Monitored wildlife populations have decreased by 73 percent on average between 1970 and 2020, according to green group WWF's Living Planet Report.
"This number is indicating that our systems are in peril, that if we are not addressing the drivers of this biodiversity loss, our ecosystem will go into a tipping point... basically a point of no return," WWF senior director of global policy Lin Li told reporters in Cali.
This holds risks such as increased conflict over dwindling resources, exposure to new diseases, and famine as natural pollinators disappear.
Such a collapse could see the global economy lose trillions of dollars a year, according to Guterres.

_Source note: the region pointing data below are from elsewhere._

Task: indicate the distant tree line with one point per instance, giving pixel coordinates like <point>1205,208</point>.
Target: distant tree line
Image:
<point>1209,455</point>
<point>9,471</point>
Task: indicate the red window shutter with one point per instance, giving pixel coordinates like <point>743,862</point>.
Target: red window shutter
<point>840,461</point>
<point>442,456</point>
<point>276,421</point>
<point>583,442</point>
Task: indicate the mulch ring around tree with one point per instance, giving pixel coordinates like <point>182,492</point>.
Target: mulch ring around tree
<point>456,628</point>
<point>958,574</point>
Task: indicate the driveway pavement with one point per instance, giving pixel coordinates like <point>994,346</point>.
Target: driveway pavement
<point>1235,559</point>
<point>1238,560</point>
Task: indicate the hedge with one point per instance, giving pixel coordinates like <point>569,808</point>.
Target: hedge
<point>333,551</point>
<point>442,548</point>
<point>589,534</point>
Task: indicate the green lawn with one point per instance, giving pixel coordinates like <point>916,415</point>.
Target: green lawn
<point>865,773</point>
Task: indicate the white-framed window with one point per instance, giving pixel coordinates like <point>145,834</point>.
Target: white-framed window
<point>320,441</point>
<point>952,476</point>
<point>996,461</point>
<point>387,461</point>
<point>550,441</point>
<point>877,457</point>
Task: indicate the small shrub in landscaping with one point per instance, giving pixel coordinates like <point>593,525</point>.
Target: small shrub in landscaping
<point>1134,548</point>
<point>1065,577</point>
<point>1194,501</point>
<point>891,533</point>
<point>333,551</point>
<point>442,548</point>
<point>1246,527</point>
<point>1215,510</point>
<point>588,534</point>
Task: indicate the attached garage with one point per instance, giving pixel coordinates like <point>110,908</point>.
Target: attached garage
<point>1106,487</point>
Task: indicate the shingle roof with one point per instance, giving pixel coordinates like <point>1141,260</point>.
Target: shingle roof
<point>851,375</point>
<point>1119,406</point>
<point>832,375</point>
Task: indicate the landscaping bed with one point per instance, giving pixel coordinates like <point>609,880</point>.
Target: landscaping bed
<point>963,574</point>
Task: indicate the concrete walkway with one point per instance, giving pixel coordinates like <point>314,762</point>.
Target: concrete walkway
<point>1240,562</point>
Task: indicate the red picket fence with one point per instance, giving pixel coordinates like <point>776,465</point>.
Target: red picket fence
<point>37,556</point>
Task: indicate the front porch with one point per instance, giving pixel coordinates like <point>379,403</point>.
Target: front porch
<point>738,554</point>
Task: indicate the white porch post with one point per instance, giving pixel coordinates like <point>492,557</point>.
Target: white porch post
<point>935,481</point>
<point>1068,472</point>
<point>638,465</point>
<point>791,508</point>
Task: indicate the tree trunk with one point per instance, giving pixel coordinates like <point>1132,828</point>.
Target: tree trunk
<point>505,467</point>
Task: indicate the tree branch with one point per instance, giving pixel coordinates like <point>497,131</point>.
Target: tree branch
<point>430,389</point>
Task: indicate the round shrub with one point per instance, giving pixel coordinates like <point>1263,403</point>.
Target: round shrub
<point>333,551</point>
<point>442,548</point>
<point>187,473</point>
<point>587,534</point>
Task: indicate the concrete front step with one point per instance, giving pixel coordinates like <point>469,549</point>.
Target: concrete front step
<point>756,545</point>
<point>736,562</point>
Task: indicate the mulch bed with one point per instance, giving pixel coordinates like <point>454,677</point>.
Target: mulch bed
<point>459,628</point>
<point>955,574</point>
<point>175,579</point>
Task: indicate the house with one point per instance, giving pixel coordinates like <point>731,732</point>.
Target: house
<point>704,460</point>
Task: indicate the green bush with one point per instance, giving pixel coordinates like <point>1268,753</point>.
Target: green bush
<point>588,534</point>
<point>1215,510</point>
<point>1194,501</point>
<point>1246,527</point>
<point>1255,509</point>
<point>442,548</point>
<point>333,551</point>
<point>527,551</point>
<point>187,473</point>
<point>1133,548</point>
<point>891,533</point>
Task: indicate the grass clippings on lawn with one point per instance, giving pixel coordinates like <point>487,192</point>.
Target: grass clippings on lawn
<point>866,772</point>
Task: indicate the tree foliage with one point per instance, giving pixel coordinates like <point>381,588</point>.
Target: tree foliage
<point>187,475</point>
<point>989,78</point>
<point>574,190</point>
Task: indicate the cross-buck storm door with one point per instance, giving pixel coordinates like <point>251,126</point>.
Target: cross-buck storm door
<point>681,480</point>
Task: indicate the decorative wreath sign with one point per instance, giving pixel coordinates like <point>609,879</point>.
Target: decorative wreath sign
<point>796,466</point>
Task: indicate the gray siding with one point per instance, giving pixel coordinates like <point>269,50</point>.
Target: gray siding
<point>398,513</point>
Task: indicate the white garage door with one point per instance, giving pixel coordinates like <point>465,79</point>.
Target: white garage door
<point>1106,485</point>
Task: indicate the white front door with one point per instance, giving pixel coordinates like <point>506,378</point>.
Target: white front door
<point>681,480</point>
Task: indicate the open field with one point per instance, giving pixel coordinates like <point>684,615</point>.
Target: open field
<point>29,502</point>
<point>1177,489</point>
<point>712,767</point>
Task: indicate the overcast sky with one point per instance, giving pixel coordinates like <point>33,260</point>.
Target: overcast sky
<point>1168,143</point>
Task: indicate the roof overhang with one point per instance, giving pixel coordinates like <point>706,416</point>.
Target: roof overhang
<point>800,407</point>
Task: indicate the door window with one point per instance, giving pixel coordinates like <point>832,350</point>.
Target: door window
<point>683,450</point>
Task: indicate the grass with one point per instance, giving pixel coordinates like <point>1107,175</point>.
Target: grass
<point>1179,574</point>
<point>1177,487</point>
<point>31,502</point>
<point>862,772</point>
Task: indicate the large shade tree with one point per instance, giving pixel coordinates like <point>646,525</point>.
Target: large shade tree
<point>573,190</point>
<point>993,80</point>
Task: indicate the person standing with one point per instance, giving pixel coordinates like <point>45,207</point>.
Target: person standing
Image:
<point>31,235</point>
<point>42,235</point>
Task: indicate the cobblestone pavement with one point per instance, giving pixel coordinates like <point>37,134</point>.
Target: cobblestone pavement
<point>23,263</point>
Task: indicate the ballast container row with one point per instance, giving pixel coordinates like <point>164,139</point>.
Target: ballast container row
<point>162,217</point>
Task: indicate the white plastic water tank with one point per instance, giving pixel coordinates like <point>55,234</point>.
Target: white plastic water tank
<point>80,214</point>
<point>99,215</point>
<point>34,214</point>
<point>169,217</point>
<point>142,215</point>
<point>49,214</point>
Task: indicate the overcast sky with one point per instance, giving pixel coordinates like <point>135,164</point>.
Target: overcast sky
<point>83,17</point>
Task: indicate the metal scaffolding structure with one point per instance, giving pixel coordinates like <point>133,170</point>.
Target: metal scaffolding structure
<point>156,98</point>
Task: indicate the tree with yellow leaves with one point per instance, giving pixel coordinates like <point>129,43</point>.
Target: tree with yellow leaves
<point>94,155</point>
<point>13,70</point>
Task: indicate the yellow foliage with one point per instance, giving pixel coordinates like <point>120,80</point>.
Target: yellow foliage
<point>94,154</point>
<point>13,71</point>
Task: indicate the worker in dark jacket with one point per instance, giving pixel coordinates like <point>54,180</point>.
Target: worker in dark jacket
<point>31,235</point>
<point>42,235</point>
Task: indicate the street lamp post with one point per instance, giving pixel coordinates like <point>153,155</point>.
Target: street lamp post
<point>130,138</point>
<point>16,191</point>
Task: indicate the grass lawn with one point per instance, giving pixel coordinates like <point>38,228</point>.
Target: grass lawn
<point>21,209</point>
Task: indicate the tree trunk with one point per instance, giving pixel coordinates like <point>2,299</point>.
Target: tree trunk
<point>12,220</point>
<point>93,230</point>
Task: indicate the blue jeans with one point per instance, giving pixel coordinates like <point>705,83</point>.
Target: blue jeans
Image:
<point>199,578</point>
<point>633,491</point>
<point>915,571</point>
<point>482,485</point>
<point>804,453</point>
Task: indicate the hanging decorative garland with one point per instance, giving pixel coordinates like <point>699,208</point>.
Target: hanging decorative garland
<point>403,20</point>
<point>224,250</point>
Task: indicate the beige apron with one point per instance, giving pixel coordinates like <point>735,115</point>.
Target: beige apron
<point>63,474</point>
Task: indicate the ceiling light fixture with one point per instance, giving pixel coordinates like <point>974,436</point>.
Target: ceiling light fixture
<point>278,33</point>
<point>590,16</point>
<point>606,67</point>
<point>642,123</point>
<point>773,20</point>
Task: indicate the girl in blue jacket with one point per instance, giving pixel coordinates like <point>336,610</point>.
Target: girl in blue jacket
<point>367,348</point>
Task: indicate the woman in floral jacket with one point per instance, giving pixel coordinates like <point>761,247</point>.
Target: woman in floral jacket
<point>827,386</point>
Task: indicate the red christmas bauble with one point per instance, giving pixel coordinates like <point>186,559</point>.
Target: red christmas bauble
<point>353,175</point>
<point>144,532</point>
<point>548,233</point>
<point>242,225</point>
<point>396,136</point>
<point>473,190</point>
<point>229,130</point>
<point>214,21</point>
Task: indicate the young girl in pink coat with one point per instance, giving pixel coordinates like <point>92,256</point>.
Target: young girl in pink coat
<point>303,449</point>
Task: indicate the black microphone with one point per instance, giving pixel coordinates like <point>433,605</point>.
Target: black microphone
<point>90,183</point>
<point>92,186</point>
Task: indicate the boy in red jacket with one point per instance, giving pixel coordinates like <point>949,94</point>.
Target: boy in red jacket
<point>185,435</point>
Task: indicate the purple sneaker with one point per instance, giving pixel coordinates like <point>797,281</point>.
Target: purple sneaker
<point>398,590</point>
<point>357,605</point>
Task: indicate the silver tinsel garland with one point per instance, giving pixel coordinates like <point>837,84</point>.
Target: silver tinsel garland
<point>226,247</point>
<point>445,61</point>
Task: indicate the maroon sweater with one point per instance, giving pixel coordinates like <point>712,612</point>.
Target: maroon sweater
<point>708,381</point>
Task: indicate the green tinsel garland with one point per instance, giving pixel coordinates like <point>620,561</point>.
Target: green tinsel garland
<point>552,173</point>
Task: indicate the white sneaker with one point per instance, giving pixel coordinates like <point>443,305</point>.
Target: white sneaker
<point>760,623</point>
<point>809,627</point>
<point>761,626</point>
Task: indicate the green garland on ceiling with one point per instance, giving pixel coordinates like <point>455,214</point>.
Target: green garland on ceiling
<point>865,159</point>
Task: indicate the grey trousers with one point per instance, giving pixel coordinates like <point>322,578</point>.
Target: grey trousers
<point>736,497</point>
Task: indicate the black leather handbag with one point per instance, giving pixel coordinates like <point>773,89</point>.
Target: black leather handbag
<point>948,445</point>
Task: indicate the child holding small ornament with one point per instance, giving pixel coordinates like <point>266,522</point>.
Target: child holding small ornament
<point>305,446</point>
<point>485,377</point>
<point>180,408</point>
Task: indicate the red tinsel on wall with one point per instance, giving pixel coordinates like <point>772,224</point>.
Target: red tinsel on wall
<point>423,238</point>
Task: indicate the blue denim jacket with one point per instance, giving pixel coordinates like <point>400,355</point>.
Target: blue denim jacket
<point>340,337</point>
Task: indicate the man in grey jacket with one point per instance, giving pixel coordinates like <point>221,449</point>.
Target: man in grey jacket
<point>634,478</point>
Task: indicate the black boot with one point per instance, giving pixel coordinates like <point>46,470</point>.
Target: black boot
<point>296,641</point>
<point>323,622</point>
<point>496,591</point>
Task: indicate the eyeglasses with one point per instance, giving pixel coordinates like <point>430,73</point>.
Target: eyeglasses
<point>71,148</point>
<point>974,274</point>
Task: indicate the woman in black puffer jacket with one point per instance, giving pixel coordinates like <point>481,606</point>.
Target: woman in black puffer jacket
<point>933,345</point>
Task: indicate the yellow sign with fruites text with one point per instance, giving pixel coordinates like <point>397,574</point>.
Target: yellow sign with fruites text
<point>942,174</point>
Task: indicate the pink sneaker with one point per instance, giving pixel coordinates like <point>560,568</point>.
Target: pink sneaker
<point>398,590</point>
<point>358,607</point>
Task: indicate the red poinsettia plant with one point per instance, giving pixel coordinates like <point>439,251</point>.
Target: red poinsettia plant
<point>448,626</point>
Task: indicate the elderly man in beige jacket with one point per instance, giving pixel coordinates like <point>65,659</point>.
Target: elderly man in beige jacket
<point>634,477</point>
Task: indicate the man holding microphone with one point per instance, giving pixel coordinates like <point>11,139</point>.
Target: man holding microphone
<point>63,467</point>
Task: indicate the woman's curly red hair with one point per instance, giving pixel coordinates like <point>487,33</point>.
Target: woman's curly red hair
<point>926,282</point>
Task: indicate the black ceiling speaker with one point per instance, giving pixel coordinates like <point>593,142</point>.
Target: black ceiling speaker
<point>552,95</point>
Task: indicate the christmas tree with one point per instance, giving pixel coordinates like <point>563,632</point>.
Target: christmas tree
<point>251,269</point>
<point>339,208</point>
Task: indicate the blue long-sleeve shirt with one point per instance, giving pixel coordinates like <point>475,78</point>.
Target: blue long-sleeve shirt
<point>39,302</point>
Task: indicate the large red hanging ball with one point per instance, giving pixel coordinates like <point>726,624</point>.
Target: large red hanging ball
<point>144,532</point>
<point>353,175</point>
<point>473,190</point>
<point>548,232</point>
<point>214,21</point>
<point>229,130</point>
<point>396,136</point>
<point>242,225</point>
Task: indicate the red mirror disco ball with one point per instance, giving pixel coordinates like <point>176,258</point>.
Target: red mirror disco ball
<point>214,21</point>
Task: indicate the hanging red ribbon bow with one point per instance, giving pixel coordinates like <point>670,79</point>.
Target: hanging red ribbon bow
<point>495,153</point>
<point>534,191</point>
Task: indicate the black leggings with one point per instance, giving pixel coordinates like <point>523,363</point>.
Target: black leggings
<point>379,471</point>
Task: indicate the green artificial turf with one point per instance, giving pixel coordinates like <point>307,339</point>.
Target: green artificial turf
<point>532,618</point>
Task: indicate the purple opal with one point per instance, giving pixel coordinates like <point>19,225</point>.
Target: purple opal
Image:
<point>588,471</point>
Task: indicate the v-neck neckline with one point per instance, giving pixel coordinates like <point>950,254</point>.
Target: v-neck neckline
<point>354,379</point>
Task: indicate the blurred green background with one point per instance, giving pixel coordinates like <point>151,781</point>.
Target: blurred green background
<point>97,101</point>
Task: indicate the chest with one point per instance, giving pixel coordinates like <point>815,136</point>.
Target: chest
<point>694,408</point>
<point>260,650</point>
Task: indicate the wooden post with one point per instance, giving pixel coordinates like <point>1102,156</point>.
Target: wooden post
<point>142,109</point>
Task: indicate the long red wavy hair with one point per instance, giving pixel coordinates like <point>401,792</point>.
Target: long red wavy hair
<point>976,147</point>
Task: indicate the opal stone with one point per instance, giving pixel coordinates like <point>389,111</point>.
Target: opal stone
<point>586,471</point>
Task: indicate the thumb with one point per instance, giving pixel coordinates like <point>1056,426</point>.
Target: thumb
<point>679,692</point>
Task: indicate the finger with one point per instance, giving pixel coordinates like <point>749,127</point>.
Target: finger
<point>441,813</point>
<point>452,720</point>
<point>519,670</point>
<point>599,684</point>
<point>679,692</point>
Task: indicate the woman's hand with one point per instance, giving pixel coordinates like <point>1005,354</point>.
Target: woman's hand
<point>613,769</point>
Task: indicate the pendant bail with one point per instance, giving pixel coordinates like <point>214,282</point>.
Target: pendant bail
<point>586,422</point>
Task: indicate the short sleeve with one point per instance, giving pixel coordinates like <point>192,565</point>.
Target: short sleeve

A key goal of the COP is to agree on a mechanism for sharing the profits of genetic information taken from plants and animals -- for medicine for example -- with the communities they come from.
Every new drug discovered in a tropical forest is worth tens of millions of dollars to a pharmaceutical company, according to scientific estimates.
Representatives of youth and Indigenous groups also made appeals Monday for government and private sector delegates to put their money where their mouths are.
"To be able to continue talking about conservation... we need a direct funding mechanism for Indigenous peoples," said Oswaldo Muca Castizo of the OPIAC organization of Colombian Amazon peoples.
Host Colombia is one of the most biodiverse countries in the world, and Gustavo Petro, its first leftist president in modern history, has made environmental protection a priority.
But the country has struggled to extricate itself from six decades of armed conflict involving leftist guerrillas such as the EMC, right-wing paramilitaries, drug gangs, and the state.